What is going on here? Why does list(f(seq)) return something other than a list of the elements yielded by f?

>>> def f(seq):
...   a = []
...   for i in seq:
...     yield a
...     a.append(i)
...
>>> f([1,2,3])
<generator object f at 0x1066c7aa0>
>>> b = f([1,2,3])
>>> b.next()
[]
>>> b.next()
[1]
>>> b.next()
[1, 2]
>>> b.next()
Traceback (most recent call last):
  File "<stdin>", line 1, in <module>
StopIteration
>>> list(f([1,2,3]))
[[1, 2, 3], [1, 2, 3], [1, 2, 3]]

Answer 1

You are yielding the list you created in the generator and not a copy of the list. Lists are mutable so any changes to that list are reflected in all references to that list.
Consider this:

>>> a = [[]]*4      # Create a list of 4 references to the same list
>>> a[0].append(1)  # Add 1 the first reference
>>> a
[[1], [1], [1], [1]]

Answer 2

You have yielded the entire reference to the list a inside the function.

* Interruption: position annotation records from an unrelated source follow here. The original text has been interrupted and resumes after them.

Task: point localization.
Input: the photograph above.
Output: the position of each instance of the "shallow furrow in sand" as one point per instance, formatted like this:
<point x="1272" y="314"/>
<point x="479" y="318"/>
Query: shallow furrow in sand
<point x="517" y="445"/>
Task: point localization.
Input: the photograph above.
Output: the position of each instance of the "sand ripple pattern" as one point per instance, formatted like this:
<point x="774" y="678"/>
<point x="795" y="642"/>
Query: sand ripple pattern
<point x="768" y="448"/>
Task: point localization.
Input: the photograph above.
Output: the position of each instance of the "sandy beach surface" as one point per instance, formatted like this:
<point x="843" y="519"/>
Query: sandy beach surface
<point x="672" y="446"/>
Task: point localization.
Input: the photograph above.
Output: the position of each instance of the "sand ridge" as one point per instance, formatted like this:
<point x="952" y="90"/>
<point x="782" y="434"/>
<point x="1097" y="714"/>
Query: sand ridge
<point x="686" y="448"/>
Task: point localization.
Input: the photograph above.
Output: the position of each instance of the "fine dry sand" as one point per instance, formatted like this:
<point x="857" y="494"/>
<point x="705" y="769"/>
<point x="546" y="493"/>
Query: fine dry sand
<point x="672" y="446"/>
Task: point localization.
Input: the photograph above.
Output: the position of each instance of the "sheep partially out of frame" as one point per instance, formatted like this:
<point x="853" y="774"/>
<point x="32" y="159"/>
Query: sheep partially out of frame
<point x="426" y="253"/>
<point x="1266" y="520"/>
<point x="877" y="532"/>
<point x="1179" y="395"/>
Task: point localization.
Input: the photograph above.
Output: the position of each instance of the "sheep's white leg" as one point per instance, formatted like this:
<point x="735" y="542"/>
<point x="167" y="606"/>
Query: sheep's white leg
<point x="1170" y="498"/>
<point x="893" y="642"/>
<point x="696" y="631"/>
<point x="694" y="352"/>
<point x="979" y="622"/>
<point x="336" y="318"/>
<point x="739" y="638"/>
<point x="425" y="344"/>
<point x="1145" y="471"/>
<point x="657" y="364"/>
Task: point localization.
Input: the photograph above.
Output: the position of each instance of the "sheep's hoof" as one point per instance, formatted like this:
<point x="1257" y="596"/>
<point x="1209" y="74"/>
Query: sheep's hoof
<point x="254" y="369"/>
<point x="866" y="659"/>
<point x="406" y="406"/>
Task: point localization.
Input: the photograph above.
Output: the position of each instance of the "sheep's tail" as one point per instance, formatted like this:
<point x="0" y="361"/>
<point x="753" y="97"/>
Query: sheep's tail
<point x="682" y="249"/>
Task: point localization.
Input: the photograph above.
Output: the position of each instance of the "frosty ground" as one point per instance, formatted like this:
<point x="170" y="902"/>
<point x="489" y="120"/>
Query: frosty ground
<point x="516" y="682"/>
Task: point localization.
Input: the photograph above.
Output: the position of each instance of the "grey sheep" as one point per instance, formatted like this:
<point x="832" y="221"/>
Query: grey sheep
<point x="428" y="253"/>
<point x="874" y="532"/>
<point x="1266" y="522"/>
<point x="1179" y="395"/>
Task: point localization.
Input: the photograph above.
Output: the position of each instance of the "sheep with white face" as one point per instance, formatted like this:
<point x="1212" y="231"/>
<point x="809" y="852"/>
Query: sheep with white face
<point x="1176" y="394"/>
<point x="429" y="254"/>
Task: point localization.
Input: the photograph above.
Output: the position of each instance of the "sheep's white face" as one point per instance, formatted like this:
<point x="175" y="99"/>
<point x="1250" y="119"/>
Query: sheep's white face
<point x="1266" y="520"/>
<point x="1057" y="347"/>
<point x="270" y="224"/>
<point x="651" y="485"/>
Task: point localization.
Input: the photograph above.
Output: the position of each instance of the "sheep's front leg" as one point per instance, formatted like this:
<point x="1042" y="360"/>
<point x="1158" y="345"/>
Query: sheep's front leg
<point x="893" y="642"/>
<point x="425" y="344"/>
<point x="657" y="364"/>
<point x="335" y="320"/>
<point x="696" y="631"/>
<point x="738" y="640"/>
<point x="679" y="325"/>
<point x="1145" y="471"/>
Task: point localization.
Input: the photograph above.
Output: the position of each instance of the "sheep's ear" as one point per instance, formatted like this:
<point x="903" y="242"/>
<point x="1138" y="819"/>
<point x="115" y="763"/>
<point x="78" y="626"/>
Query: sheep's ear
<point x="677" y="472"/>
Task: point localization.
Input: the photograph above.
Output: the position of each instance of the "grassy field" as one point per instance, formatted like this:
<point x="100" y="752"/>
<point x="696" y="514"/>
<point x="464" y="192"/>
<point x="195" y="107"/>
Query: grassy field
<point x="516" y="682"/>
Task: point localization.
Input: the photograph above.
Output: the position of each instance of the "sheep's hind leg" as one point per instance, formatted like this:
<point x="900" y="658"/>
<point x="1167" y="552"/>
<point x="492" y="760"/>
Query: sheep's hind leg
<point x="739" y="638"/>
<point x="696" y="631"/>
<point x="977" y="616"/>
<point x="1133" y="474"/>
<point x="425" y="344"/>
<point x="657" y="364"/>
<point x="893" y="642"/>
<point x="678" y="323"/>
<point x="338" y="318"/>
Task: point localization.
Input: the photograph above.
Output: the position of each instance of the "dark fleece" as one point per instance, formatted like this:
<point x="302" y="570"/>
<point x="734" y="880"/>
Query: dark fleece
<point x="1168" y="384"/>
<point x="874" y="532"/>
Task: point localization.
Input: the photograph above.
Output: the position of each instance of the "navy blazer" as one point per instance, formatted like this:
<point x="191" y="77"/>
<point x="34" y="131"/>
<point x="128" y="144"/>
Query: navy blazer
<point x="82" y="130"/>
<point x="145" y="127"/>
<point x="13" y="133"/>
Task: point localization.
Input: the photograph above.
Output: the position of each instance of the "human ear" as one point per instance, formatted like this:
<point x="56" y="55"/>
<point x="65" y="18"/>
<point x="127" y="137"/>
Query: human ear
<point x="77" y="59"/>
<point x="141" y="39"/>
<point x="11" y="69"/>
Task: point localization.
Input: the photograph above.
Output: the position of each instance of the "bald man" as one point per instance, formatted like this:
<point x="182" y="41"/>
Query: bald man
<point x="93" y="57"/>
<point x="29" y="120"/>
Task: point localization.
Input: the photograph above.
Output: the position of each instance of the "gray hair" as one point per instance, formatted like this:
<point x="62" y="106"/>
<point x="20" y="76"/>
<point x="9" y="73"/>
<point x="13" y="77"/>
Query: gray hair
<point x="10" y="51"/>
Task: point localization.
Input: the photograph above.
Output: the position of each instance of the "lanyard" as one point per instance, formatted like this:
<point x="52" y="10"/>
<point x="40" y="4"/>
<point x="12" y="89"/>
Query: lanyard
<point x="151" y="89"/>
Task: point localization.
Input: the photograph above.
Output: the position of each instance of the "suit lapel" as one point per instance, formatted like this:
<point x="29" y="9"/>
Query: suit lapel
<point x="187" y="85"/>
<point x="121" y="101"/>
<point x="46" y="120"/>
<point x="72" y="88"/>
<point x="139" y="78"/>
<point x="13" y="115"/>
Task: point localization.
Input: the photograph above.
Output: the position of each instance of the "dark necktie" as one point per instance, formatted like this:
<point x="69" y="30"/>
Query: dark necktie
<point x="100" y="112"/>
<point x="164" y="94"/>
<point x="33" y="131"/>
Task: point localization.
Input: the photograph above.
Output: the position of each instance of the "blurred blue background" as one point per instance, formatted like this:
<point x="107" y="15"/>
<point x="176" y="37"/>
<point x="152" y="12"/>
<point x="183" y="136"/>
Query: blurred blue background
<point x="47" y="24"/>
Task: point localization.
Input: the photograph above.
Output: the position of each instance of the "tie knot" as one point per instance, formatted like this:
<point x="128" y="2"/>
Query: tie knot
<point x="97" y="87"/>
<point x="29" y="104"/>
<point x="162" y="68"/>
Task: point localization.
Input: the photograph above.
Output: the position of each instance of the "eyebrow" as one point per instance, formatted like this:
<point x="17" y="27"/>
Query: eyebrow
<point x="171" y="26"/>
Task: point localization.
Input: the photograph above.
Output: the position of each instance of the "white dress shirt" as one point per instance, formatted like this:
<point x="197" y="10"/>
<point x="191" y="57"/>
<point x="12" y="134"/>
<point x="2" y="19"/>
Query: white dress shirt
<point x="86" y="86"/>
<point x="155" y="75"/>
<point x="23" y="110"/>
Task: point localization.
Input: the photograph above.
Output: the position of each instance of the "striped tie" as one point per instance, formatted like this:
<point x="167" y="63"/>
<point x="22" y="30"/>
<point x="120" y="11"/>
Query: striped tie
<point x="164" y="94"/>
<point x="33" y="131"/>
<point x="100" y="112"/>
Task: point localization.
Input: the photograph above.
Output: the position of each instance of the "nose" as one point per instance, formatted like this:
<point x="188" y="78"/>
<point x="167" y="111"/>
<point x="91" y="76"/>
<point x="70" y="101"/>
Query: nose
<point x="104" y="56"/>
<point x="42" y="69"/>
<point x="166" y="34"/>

When list(f([1,2,3])) is called the result simply is [a, a, a], and the final form of a is [1, 2, 3].

This is no different if you had saved all the results from the f.next() calls.

>>> v1 = b.next()
>>> v2 = b.next()
>>> v1
[1]
>>> v2
[1]
>>> v3 = b.next()
>>> v4 = b.next()
Traceback (most recent call last):
  File "<stdin>", line 1, in <module>
StopIteration
>>> v1
[1, 2, 3]

Again, this is correct because a is yielded and is the same reference to the same internal list inside the function f.